今日もワインを飲んでます そして思いついたことを書きつづる

アルト・アディジェ

プレゼント専門シエル・エ・ヴァンの店長・ハヤシです。
今回もヨーロッパです。アルザスと同じように、異国文化が形成されている地域として、イタリアのトレンティーノ・アルト・アディジェについて勝手に語ります。

 

イタリア最北端の州がトレンティーノ・アルト・アディジェです。
やはりアルザスと同じように国境に接しています。アルザスがフランスにありながらドイツ色とともに、複雑な文化を内包していたのと同じように、ここもチロルの一端にあることで、独特な文化になっています。
また、この地域はワイン生産でも評価されています。
スイス、オーストリアに接する北部アルト・アディジェ地区と州都トレンティーノがある南部トレンティーノ地区、ともに優良なワインを生産しています。

 

アルト・アディジェは別名を南チロルといいます。
チロル(Tirol)は、ほぼヨーロッパの中部に位置し、アルプス山脈東部の地域をさします。国ではオーストリアからイタリアに及び、イタリア側を南チロルといいます。
したがって、地形的理由から住民は多くがドイツ系です。南チロルでもイタリア語ではなくドイツ語が初等教育から使われています。

 

これは歴史的背景も影響しています。
1810年にバイエルンからナポレオンに、つまりイタリアに譲渡されてイタリア領となります。しかし、ナポレオン没後は、ウィーン会議によりオーストリア帝国の領土となりました。この地域がチロル伯領です。
第一次世界大戦後にイタリアに戻りました。
現在のイタリア側の南チロル (Südtirol) はボルツァーノ自治県に、ヴェルシュチロル(Welschtirol)であるトレンティーノはトレント自治県になりました。2県を合わせたものが、トレンティーノ=アルト・アディジェ特別自治州になります。
かつての「チロル伯領」です。

 

ワイン醸造地としては規模は小さく、ブドウ栽培業者がは5300ヘクタールに満たない栽培面積だといいます。
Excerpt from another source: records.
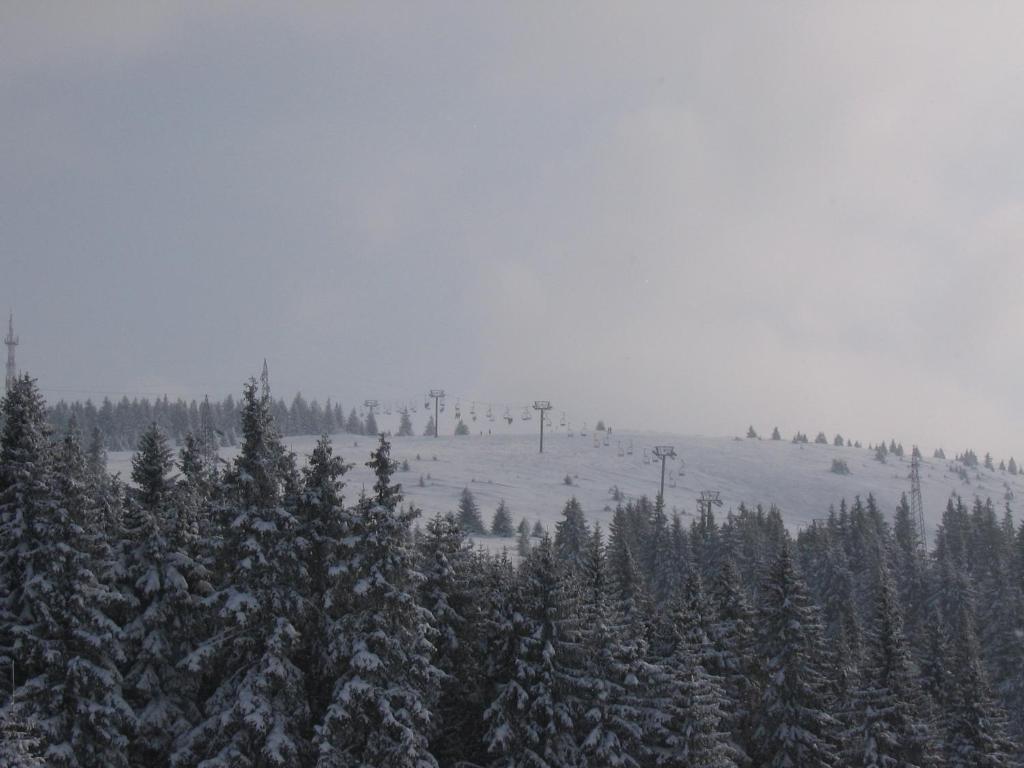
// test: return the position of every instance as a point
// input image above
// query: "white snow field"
(795, 477)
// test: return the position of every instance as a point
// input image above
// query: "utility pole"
(918, 504)
(542, 406)
(437, 394)
(663, 453)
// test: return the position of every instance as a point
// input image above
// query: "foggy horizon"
(686, 220)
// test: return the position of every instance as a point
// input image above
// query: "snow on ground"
(795, 477)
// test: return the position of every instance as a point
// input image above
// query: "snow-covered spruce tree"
(452, 592)
(469, 513)
(617, 714)
(625, 581)
(380, 650)
(571, 537)
(20, 745)
(67, 646)
(501, 524)
(532, 718)
(705, 544)
(733, 657)
(257, 713)
(165, 581)
(26, 496)
(974, 726)
(890, 728)
(370, 426)
(663, 576)
(794, 725)
(835, 591)
(404, 425)
(353, 425)
(690, 727)
(909, 571)
(323, 523)
(523, 543)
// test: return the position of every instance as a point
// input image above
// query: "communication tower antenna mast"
(11, 341)
(916, 504)
(264, 381)
(437, 394)
(542, 406)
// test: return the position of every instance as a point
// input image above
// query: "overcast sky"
(687, 217)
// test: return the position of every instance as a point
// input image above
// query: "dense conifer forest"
(253, 613)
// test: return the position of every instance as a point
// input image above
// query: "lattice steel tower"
(916, 504)
(11, 341)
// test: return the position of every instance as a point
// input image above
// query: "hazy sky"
(689, 216)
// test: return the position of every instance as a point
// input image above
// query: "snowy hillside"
(795, 477)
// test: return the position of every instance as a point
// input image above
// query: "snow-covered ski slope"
(795, 477)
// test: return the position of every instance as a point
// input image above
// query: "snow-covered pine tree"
(452, 593)
(379, 713)
(794, 725)
(469, 513)
(502, 522)
(614, 722)
(353, 425)
(20, 745)
(257, 713)
(571, 537)
(531, 721)
(625, 580)
(890, 729)
(691, 721)
(974, 725)
(404, 425)
(67, 647)
(164, 579)
(523, 543)
(323, 524)
(26, 496)
(733, 658)
(370, 426)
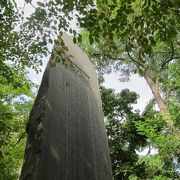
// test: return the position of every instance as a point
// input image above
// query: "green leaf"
(40, 4)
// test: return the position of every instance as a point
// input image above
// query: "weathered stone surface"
(66, 133)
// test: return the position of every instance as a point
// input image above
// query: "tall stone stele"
(66, 132)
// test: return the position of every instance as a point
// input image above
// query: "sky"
(136, 83)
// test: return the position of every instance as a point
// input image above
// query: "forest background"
(129, 37)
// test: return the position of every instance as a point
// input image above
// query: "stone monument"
(66, 133)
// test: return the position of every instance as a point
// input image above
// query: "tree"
(130, 132)
(141, 34)
(15, 103)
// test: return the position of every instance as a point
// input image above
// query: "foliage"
(138, 36)
(132, 133)
(15, 103)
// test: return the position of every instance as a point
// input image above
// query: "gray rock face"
(66, 132)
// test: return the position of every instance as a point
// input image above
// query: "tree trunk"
(160, 101)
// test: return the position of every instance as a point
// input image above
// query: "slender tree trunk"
(160, 101)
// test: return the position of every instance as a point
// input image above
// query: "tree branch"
(110, 57)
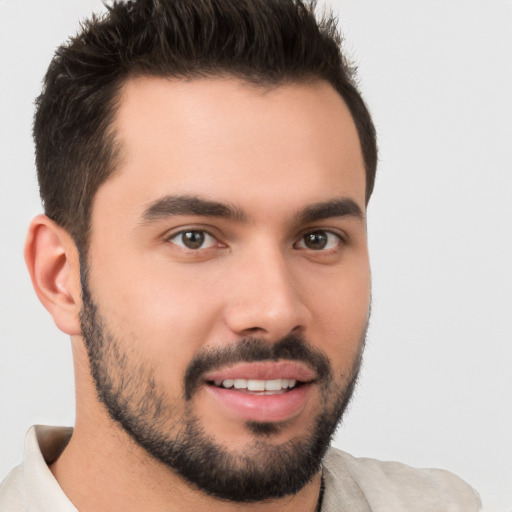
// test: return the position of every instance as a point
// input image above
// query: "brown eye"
(319, 240)
(193, 239)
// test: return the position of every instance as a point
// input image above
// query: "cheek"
(341, 311)
(164, 318)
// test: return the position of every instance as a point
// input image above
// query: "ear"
(53, 264)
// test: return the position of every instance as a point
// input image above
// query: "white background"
(436, 388)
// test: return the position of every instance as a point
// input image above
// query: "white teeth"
(273, 385)
(257, 385)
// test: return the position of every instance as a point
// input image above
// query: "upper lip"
(264, 370)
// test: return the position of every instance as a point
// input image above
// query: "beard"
(171, 433)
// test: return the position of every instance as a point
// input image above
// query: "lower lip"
(262, 408)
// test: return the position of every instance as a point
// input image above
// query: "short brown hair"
(264, 42)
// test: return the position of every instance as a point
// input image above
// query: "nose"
(265, 299)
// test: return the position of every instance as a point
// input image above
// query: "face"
(227, 284)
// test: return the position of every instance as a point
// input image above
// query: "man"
(205, 169)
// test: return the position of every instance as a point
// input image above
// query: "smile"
(266, 391)
(260, 387)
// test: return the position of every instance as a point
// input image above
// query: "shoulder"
(11, 494)
(393, 486)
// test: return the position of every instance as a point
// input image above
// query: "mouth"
(258, 387)
(263, 391)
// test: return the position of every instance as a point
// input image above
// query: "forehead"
(228, 140)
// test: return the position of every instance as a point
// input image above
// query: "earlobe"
(53, 264)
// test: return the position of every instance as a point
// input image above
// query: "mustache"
(248, 350)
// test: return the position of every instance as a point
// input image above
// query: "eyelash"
(302, 239)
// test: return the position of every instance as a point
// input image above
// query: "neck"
(109, 473)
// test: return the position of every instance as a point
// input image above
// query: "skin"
(270, 153)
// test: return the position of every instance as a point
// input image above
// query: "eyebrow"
(338, 207)
(192, 205)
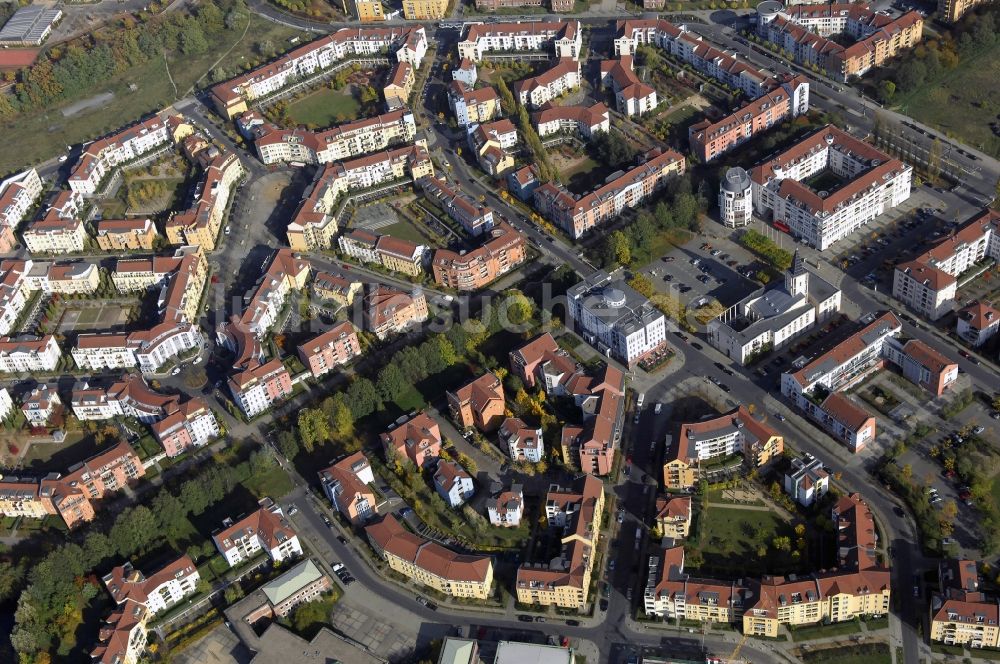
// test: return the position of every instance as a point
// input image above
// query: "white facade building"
(868, 184)
(735, 198)
(770, 319)
(614, 318)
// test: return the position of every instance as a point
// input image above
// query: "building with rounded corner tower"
(735, 198)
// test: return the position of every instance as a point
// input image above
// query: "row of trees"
(546, 172)
(55, 590)
(332, 421)
(765, 247)
(630, 245)
(69, 71)
(927, 61)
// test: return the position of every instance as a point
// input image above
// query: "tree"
(888, 90)
(621, 250)
(934, 160)
(391, 382)
(288, 444)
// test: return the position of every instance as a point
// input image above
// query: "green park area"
(963, 103)
(749, 540)
(91, 99)
(325, 107)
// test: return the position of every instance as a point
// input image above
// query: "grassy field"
(730, 536)
(963, 102)
(35, 137)
(405, 230)
(325, 107)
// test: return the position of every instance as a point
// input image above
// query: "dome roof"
(736, 181)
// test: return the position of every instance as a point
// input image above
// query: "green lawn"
(729, 539)
(273, 484)
(963, 102)
(824, 631)
(405, 230)
(867, 653)
(38, 136)
(325, 107)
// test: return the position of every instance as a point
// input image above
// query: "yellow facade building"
(424, 10)
(429, 563)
しかし、20種類もの品種を栽培し、年間製造量は約3500万リットルで、高品質のワインを産出することで知られています。
白ワインと赤ワインの比率では、白が約55%、赤が45%程度です。
白ワインの品種としては、ソーヴィニョン、ミュラー・トゥルガウ、シルヴァーナー、ケルナー、リースリング、ヴェルトリーナーが代表的なものです。アルト・アディジェ(南チロル)のDOC認定白ワインは、イタリア産白ワインの最高峰と評価されています。
赤ワインについては、アルト・アディジェ(南チロル)では150年前から、ピノ・ネーロ、メルロー、カベルネ・ソーヴィニョン、カベルネ・フランなどの有名な品種が栽培されています。

 

ここには南チロル人民党という地域政党もあります。
南チロルのドイツ語とラディン語を話す人を代表する政党で、ナチズムやファシズムに抵抗した人々を中核にして結成されました。第二次大戦終結のときでした。
当初はイタリアから分離するための住民投票の実施でしたが、その後、ドイツ語、ラディン語とイタリア語の二言語併用を南チロルにおいて推進することで、自治権を拡大することを目的としました。
地域政党だけあって、政策的背景としては、キリスト教民主主義、社会民主主義と、政党内にそれぞれの潮流が含まれています。ボルツァーノ自治県内では、圧倒的な党勢を誇っています。
さらには、イタリア議会にも進出を果たしています。

 

そんな南チロルはイタリアの中でドイツ色が強く、オーストリアのチロルと分断された独特な地域です。ぜひ、この機会に覚えてください。